Even if your gun is fully loaded and working properly, in the three-dimensional dynamics of a real defensive situation it’s possible that you may not be able to shoot without endangering innocent parties behind your attacker. If he’s still dangerous to you and shooting safely isn’t possible, pistol punching is a very viable option.
Although there are a number of ways to strike with a pistol, a true linear “punch” with the muzzle of the gun offers a number of advantages. Unlike swinging or arcing strikes, it allows you to maintain good muzzle discipline and keeps the gun very decisively pointed at the bad guy. It also focuses the impact on the muzzle for maximum effectiveness and allows sound management of the impact shock through the grip and into the hand. The impact of a linear thrust also tends to drive an assailant back, creating distance and giving you time to change your angle for a better shot and/or get your gun back in the fight.
The best starting position for a pistol punch is a sound weapon-retention position. For a right-handed shooter, your left palm should be solidly anchored to your forehead, just above your left eyebrow, to protect your head and neck. Your gun hand should be indexed along your right pectoral muscle, with the base of your thumb over the nipple and your elbow, hand and muzzle all aligned in a straight line. Very importantly, your trigger finger should be straight and indexed firmly along the side of the gun’s frame.

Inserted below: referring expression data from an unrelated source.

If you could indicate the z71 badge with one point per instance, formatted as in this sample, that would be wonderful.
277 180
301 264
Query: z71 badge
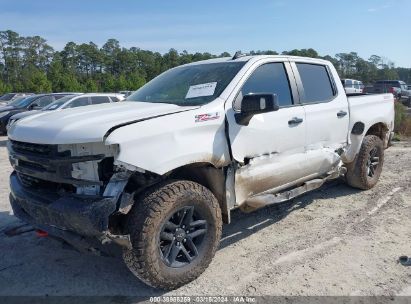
206 117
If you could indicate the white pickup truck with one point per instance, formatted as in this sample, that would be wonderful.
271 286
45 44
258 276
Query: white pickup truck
159 173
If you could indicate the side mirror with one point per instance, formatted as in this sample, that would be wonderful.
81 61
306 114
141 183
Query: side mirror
34 106
253 104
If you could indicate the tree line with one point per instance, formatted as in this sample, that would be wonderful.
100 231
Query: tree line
30 64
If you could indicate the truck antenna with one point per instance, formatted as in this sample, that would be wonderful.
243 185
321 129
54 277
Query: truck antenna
237 55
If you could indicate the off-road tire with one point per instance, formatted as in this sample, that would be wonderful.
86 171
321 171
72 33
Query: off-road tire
357 171
144 224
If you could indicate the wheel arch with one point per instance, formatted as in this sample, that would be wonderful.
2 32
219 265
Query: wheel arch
380 130
209 176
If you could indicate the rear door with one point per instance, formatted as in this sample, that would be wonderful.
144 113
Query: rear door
326 107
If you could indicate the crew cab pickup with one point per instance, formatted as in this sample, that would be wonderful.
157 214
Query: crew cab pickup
160 173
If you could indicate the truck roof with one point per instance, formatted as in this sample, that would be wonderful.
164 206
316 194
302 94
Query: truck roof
255 58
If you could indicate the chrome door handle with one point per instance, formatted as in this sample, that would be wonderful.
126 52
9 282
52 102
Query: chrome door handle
341 114
295 121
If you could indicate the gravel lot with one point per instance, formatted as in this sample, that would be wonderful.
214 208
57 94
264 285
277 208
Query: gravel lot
334 241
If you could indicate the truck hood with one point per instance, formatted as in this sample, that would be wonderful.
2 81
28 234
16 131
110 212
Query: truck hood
86 124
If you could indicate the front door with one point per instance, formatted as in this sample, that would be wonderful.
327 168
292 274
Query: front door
271 147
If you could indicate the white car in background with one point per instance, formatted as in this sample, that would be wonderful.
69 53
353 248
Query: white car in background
352 86
71 101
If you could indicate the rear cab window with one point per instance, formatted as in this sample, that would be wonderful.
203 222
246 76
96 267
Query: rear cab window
316 83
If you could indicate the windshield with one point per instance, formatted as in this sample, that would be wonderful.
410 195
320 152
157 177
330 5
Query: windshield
188 85
22 102
58 103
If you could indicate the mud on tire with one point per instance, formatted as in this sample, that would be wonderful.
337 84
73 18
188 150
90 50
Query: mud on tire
155 224
365 170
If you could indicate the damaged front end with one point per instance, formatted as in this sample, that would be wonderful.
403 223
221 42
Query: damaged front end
73 191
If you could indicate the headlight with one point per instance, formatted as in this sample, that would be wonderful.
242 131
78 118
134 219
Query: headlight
4 114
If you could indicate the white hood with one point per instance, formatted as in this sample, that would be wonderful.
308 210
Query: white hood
85 124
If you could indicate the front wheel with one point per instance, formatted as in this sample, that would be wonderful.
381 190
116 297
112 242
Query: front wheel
366 169
175 230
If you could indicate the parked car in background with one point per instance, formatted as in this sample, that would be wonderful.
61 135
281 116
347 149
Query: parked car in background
70 101
7 98
34 102
126 93
352 86
397 87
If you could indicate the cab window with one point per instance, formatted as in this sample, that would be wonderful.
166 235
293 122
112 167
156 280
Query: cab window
269 78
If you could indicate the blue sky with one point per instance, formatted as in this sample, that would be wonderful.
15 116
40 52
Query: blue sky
368 27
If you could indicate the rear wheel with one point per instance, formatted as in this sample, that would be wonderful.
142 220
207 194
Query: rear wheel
365 171
175 230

For safety reasons, it’s best to try this first with a blue gun or other non-firing training pistol and a punching bag or other suitable target. Mark a specific spot on the target at sternum height and stand about one arm’s length from it. Assume a weapon-retention position and naturally align your arm and weapon with the spot by kinesthetically pointing your straight trigger finger at it. Then, slowly drive the gun toward the target with the thought of “poking” the striking point with your finger. This method not only allows you to use the natural coordination of your finger to strike with great accuracy; but it also keeps you from inadvertently squeezing the trigger.

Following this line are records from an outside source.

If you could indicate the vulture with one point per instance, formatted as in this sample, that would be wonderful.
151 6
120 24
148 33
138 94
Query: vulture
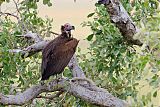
57 53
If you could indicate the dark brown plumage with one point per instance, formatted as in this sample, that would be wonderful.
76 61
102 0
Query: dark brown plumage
57 54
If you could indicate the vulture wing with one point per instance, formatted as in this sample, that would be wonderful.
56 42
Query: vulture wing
56 56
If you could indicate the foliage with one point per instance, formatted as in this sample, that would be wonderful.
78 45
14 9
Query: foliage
124 70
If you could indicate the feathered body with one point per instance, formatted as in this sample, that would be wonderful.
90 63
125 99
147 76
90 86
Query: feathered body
57 54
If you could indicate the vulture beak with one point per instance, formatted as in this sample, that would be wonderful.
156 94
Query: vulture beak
73 28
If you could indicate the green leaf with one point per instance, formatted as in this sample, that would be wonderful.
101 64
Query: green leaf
155 94
89 38
90 15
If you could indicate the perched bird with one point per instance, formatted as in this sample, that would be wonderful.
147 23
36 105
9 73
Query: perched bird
57 53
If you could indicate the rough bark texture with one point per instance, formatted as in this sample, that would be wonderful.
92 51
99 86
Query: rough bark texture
121 19
78 86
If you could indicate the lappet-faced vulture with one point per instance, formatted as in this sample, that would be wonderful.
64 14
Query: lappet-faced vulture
57 53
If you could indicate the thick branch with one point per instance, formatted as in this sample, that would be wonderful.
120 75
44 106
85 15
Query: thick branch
121 19
97 97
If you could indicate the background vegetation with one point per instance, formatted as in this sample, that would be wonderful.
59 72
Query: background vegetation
128 72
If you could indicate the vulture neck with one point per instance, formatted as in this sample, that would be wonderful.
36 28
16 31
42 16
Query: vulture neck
65 35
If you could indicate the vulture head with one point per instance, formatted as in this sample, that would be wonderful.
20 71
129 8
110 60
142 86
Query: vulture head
66 29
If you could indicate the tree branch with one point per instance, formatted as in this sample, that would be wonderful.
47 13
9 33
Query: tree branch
121 19
86 92
79 86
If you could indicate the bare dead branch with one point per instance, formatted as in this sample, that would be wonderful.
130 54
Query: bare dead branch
51 97
121 19
96 97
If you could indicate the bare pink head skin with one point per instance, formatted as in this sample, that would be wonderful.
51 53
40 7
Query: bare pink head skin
66 28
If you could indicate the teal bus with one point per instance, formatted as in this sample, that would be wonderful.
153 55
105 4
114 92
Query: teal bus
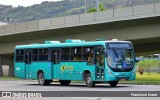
76 60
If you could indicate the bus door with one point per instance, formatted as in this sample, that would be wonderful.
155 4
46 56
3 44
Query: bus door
99 64
28 61
56 62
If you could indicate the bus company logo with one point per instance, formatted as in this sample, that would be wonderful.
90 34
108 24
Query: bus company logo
6 94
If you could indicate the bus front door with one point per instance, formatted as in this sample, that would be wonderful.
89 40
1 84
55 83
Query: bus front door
99 65
55 61
28 55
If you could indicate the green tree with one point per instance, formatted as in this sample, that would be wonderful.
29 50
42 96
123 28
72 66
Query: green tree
101 7
91 10
147 64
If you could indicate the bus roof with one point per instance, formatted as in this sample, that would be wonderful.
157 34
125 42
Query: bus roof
48 44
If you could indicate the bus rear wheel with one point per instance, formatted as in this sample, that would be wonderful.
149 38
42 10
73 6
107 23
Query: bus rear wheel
42 81
65 82
88 81
113 83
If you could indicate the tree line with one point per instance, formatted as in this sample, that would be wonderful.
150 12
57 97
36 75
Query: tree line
10 14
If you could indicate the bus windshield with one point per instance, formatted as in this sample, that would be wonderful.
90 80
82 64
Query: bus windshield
120 56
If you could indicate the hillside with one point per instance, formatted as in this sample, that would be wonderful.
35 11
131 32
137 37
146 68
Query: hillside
9 14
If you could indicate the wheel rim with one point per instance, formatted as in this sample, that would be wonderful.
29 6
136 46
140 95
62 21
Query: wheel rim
41 78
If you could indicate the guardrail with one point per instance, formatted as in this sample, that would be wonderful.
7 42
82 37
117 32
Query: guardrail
83 19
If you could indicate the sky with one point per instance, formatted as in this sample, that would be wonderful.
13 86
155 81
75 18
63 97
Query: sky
24 3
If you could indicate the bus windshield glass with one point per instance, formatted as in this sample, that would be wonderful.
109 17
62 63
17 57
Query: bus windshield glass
120 55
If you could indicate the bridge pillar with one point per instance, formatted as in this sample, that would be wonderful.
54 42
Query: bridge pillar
1 72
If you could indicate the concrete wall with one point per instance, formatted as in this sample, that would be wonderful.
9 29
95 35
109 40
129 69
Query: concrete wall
119 14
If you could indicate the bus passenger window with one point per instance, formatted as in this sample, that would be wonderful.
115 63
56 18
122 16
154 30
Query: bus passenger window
65 54
19 55
43 54
87 53
76 53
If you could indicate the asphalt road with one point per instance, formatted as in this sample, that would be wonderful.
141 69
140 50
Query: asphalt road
24 85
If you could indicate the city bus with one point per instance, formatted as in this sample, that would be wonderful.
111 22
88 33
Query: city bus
94 62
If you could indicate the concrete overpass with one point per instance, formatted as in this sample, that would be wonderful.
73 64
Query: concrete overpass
139 24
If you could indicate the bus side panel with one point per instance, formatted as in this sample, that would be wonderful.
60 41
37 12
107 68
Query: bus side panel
80 67
19 70
73 70
44 66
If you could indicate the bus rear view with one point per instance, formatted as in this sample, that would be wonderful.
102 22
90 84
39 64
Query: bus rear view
76 60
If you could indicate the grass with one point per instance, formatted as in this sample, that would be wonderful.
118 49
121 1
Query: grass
9 78
153 78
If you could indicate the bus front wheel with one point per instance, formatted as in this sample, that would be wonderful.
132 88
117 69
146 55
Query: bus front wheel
88 81
42 81
113 83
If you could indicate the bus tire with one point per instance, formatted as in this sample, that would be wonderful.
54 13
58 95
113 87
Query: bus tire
64 82
113 83
88 81
41 79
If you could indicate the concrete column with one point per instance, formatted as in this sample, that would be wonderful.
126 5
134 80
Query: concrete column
11 67
1 73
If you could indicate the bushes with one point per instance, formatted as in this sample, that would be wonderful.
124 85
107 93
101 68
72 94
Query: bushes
147 64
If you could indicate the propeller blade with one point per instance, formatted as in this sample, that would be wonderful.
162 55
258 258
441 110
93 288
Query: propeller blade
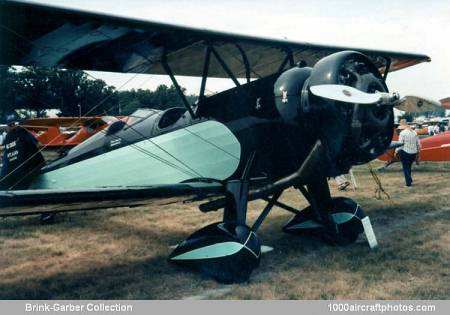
416 104
347 94
445 102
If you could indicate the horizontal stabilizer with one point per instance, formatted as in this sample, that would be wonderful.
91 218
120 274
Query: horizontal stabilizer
23 202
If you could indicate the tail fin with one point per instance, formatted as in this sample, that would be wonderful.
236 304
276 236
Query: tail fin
21 160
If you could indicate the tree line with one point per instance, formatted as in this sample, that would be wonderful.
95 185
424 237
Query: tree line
32 91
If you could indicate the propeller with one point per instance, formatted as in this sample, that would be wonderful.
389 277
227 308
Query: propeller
348 94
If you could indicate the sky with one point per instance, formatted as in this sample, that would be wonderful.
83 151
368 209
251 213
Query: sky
420 26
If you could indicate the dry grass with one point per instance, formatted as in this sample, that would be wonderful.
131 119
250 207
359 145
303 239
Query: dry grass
121 254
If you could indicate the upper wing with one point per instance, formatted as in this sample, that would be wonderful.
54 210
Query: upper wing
33 34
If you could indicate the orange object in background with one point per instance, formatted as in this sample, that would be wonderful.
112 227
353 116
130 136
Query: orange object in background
66 131
433 148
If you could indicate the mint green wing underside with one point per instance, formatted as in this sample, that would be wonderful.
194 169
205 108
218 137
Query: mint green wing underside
208 149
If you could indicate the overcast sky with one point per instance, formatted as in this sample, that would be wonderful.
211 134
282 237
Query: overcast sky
421 26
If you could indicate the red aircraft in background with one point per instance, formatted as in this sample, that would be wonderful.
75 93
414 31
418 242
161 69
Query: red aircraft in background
435 148
65 131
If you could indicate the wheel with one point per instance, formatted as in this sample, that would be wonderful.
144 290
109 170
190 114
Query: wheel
344 229
347 215
223 251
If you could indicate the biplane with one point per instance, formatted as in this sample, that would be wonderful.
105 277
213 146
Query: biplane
301 113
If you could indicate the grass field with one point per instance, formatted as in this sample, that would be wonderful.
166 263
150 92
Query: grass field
122 253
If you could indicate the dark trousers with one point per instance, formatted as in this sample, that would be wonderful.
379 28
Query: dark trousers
407 160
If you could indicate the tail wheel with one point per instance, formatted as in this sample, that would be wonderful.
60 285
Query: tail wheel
347 215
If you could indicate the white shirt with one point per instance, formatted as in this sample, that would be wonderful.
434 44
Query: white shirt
410 140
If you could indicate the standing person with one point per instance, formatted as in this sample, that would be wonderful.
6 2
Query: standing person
409 151
436 129
342 182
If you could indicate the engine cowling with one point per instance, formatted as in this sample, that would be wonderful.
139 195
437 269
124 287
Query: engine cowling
352 133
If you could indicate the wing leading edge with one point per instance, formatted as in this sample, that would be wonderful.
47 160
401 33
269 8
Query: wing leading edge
90 41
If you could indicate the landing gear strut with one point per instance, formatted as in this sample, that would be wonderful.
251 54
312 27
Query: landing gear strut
336 220
228 251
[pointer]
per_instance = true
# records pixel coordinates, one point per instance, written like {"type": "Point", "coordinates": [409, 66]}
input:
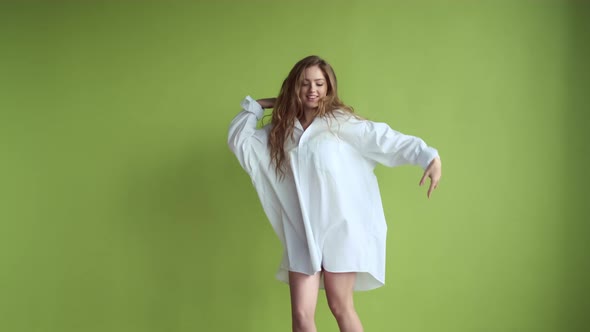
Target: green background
{"type": "Point", "coordinates": [122, 209]}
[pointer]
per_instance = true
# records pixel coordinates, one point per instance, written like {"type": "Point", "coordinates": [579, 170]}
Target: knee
{"type": "Point", "coordinates": [303, 320]}
{"type": "Point", "coordinates": [341, 309]}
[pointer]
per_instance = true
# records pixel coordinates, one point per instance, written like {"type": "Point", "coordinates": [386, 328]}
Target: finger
{"type": "Point", "coordinates": [431, 188]}
{"type": "Point", "coordinates": [423, 178]}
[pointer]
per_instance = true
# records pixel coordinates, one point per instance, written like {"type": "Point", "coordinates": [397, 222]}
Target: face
{"type": "Point", "coordinates": [313, 88]}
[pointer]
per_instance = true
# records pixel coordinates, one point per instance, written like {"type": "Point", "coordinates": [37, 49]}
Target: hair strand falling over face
{"type": "Point", "coordinates": [289, 107]}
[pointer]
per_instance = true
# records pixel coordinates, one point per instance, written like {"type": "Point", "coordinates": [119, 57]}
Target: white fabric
{"type": "Point", "coordinates": [327, 211]}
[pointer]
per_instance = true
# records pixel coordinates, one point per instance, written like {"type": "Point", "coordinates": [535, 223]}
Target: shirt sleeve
{"type": "Point", "coordinates": [242, 130]}
{"type": "Point", "coordinates": [379, 142]}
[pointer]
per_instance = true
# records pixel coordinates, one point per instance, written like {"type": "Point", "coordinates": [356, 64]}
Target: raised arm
{"type": "Point", "coordinates": [242, 129]}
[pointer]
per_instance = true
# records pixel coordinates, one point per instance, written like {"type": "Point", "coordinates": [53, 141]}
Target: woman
{"type": "Point", "coordinates": [312, 167]}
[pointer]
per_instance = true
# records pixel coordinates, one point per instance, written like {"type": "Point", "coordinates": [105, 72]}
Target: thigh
{"type": "Point", "coordinates": [304, 291]}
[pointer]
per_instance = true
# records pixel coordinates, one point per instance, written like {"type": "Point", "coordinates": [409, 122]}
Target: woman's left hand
{"type": "Point", "coordinates": [434, 172]}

Note that as you strike, your shoulders will naturally rotate to draw your left arm back and away—out of the way of the muzzle. This keeps you from muzzle flashing your non-weapon arm when you hit.
Once you’re comfortable with striking at the sternum-level target, move the striking spot up to face level and slowly repeat the process. Again, align your elbow, hand and muzzle and point your index finger naturally at the target. Don’t raise the elbow of your striking hand, but instead allow your index finger to guide the linear path of the gun at a slightly upward angle as you begin to rotate your shoulders to strike. Again, think of poking with your index finger and keep your non-weapon hand anchored to your forehead so it rotates back and out of the way as your gun hand drives toward the target.
After getting a feel for the basic mechanics of the pistol punch, start striking with greater power. Maintain your focus on your straight index finger, but at the same time feel the transfer of the strike’s impact through the gun’s grip and back into your hand—just like the recoil of a shot.
At this point you may be wondering if striking with the muzzle of a semi-autopistol will knock the slide out of battery and prevent it from firing. The answer is “yes” followed by a vehement “no.” While the muzzle is in contact with the target, the slide will probably be out of battery and the gun will momentarily be unable to fire. That’s fine, because at that moment you’re hitting your attacker with it. However, as soon as you remove the pressure from the front of the muzzle and slide by retracting the gun, the recoil spring does its job and the gun returns to battery—just like it does every time you squeeze the trigger.
Handgun striking is a very viable close-quarters tactic that separates gunfighters from shooters. If you’re serious about your defensive skills, you should make it part of your close-range arsenal.